To convert HuggingFace models to their LSG variant

Project description

LSG Attention: Extrapolation of pretrained Transformers to long sequences

ArXiv paper
Accepted as a conference paper in PAKDD 2023.

Requires transformers >= 4.36.1

Optional package to convert models:

pip install lsg-converter

Compatible models

Note that for non-compatible models, the LSG attention layer is available, see LSG-Layer and lsg_converter/attention_layers for more informations.
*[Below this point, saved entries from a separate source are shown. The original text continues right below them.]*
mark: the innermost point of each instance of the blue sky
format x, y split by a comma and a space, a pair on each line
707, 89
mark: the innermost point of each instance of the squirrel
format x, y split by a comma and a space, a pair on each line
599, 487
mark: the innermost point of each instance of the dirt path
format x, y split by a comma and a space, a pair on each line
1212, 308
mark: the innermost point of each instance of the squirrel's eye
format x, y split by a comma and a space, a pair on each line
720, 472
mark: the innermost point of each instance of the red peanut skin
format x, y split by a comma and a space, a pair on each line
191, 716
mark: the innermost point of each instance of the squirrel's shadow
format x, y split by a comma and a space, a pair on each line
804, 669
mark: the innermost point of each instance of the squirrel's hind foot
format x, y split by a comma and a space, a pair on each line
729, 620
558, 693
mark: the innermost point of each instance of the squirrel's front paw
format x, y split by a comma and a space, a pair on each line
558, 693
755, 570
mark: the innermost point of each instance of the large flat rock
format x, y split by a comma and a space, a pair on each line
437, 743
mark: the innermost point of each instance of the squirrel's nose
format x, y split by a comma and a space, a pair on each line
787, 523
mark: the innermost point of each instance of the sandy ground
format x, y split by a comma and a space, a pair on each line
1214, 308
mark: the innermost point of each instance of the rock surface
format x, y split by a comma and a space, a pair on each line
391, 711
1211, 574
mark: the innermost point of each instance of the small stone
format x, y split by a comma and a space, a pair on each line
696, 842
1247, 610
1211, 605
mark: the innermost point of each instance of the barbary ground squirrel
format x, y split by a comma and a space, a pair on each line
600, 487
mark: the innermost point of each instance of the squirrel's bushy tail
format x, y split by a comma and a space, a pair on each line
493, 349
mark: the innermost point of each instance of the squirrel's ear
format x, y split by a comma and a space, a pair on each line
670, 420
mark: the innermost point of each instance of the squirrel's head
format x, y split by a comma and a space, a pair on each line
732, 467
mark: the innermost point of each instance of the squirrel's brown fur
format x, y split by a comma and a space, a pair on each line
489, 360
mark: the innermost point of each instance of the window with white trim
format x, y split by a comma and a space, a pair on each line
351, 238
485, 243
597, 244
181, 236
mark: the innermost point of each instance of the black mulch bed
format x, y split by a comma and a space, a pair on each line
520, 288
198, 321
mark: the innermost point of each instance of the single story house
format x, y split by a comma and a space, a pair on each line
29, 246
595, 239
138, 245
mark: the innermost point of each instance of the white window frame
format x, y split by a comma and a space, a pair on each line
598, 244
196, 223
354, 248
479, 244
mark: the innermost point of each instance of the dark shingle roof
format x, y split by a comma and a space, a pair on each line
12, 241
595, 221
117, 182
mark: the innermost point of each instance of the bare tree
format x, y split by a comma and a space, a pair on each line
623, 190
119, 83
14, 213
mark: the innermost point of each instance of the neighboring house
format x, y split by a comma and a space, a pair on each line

This package can convert various HuggingFace checkpoints and architectures to their LSG (Local-Sparse-Global) variant to handle long sequences.
Available model types:

  • ALBERT ["albert"]
  • BART ["bart"] (encoder attention modified only)
  • BARThez ["barthez"] (encoder attention modified only)
  • BERT ["bert"]
  • CamemBERT ["camembert"]
  • DistilBERT ["distilbert"]
  • Electra ["electra"]
  • mBART ["mbart"] (not tested extensively, encoder attention modified only)
  • Pegasus ["pegasus"] (not tested extensively, encoder attention modified only)
  • RoBERTa ["roberta"]
  • XLM-RoBERTa ["xlm-roberta"]

Some converted checkpoints are available here.

attn

Efficiency

Memory and training speed for a binary classification task with 4x4096 tokens batches and Adam (RTX 8000).

Models Seconds per step Memory w/ attn dropout Memory w/o attn dropout
Longformer-base 3.22 s/step 34.38 Gb 32.83 Gb
BigBird-RoBERTa-base 2.85 s/step 38.13 Gb 38.13 Gb (no effect)
LSG-RoBERTa 256/0 1.40 s/step 32.92 Gb 24.80 Gb
LSG-RoBERTa 128/128 (norm) 1.51 s/step 33.80 Gb 27.52 Gb
LSG-RoBERTa 32/32 (norm) 1.20 s/step 24.53 Gb 22.53 Gb

attn

Convert checkpoint to LSG

Models can be converted with or without the lsg-converter package.

With package

BERT example with the lsg-converter package:

from lsg_converter import LSGConverter

converter = LSGConverter(max_sequence_length=4096)

# Example 1
model, tokenizer = converter.convert_from_pretrained("bert-base-uncased", num_global_tokens=7)
print(type(model))
# <class 'lsg_converter.bert.modeling_lsg_bert.LSGBertForMaskedLM'>

# Example 2
model, tokenizer = converter.convert_from_pretrained("bert-base-uncased", architecture="BertForSequenceClassification", use_auth_token=True)
print(type(model))
# <class 'lsg_converter.bert.modeling_lsg_bert.LSGBertForSequenceClassification'>

Without package

Use convert_checkpoint.py to convert a model (check model_type from config.json).
The architecture of the model is inferred from the config file, but you can specify a different one if the config is incorrect (which can happen for BART models), see python convert_checkpoint.py --help.
To test the converted model, add --run_test (experimental).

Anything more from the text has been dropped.